Свирель

22
18
20
22
24
26
28
30

После пасхальных заутрени и обедни я разговлялся у Шунаевых. Когда я шел к ним, светало, высоко пели жаворонки и пахло свежераспаханной землей. Было тихо в природе, и так же тихо было и на душе. В усадьбе у скворечен суетились скворцы и кричали на гнездах грачи. Хотелось жить.

У Шунаевых меня поджидали. На столе уже стоял самовар и были расставлены кое-какие закуски. Анненька и Варенька были в каких-то допотопных платьях, а Наденька в легком розовом шерстяном. Похристосовались.
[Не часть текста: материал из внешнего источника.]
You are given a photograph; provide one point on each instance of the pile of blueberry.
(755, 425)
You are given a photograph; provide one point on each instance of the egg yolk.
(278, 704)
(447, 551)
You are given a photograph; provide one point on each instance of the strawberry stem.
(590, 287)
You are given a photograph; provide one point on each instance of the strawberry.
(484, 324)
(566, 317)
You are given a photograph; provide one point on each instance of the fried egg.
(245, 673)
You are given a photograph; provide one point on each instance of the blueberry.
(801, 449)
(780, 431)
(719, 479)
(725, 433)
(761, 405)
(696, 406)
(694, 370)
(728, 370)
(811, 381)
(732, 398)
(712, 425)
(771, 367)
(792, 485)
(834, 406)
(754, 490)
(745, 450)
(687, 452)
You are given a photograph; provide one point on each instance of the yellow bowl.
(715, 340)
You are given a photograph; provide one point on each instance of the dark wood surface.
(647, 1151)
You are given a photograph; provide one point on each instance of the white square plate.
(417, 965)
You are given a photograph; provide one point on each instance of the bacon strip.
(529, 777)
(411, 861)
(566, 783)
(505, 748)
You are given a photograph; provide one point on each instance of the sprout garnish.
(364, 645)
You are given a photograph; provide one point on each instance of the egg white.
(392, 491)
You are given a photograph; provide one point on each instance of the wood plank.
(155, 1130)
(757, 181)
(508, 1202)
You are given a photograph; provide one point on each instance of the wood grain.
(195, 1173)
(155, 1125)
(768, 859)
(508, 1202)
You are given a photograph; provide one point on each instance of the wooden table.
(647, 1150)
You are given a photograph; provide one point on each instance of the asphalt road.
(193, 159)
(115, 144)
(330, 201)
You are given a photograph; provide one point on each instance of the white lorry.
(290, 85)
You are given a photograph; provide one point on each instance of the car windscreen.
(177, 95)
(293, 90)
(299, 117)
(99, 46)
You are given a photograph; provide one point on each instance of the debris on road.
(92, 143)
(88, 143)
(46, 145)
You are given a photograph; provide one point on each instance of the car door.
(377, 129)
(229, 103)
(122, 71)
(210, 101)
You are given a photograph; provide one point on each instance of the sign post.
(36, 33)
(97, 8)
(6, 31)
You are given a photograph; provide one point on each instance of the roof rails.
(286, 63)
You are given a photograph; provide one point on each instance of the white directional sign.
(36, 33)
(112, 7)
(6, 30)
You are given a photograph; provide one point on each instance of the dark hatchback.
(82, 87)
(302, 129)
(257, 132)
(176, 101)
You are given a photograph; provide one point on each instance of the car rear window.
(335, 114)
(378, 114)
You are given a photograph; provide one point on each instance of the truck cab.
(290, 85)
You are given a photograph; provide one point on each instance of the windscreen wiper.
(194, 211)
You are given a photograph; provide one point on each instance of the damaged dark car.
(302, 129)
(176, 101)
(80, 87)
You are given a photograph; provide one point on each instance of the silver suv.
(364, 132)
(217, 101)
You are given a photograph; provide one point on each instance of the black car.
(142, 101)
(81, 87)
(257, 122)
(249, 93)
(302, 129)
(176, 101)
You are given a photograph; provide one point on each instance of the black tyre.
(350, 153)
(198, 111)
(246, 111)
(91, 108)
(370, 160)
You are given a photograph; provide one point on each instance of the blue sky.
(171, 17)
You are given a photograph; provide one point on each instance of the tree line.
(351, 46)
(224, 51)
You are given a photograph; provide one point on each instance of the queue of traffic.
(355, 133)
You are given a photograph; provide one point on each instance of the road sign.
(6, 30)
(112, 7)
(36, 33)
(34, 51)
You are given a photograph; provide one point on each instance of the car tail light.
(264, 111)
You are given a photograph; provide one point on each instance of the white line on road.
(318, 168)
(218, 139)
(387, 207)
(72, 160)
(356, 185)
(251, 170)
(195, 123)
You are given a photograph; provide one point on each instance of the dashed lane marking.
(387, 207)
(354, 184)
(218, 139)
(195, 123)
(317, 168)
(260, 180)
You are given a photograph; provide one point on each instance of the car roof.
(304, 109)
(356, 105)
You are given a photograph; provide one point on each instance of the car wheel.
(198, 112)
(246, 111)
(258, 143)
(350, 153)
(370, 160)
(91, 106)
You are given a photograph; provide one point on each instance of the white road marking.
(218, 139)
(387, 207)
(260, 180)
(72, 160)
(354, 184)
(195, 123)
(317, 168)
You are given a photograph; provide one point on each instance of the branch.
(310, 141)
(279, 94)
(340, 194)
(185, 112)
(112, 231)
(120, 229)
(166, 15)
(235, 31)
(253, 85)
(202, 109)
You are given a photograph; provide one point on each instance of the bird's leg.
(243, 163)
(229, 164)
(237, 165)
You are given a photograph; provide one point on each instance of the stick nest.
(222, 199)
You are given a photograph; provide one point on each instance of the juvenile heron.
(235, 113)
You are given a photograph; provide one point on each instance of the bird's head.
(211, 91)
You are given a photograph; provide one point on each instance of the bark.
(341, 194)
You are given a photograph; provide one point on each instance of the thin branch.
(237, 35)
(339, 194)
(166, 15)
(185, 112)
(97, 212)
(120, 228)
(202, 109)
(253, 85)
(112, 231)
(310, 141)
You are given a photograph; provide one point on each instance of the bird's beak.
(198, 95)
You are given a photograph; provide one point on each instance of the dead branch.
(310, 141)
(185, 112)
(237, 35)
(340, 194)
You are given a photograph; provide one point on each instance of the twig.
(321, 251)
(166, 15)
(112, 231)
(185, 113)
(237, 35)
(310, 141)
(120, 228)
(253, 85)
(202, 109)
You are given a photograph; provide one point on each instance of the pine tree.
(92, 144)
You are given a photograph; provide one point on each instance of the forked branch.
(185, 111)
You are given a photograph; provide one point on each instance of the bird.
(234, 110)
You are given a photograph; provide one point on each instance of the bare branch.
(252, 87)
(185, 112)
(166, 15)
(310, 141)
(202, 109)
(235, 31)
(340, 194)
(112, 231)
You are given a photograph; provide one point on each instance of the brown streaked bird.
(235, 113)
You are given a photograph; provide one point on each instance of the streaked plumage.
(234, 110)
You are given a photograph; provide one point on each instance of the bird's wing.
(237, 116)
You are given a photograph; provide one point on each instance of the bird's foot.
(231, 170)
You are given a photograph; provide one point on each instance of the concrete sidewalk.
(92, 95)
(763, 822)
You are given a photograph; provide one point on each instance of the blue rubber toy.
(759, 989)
Затем мы с Ракитским выпили по рюмке водки и стали разговляться. Когда мы пили чай, встало солнце и весело осветило всю природу. Но все почему-то были печальны и часто вздыхали, тогда как надо было радоваться и веселиться. Ракитский сидел какой-то нахмуренный и угрюмый, плохо ел и все молчал. Анненька и Варенька вскоре затем ушли к себе, Ракитский тоже, и я остался с Наденькой вдвоем. С семи часов нужно уже было начать обход прихожан со крестом, но мне не хотелось уходить, я долго еще торговался с собой и в конце концов простился с Наденькой и вышел.

Она тоже вышла со мной.

— Как хорошо! — сказала она. — Так бы все стояла и смотрела и ни о чем бы и не думала. Надоело думать...

— Да, погода отличная, — ответил я. — Весна ранняя, а пасха поздняя... Прощайте, милая барышня!

Она пожала мне руку, и рука ее была холодная.

— Можно мне вас проводить? — спросила она.

— Проводите, — сказал я. — Только до моста. Деревней не ходите.

Она пошла рядом со мною.

Необыкновенная радость наполнила мое сердце. Я нарочно замедлял шаги, чтобы она подольше побыла со мною.

— Что вы теперь намерены делать? — спросила она меня.

— Да вот пойду со крестом... — ответил я. — Скоро уже время.

— Нет, я не о том, — продолжала она. — Что вы намерены теперь делать с самим собою?

— Ровно ничего. Буду совершать свои службы и требы, а там видно будет!

— И всю свою жизнь проживете один?

Я засмеялся.

— Конечно, один, — ответил я. — Родственников у меня нет. Буду иногда заходить к вам...

— Теперь уж это невозможно... сказала она и глубоко вздохнула.

— Почему? — спросил я ее.

— Потому, что я окончательно отказала Дееву в своей руке, и он оставил нашу усадьбу за собой. Теперь он нас выселяет.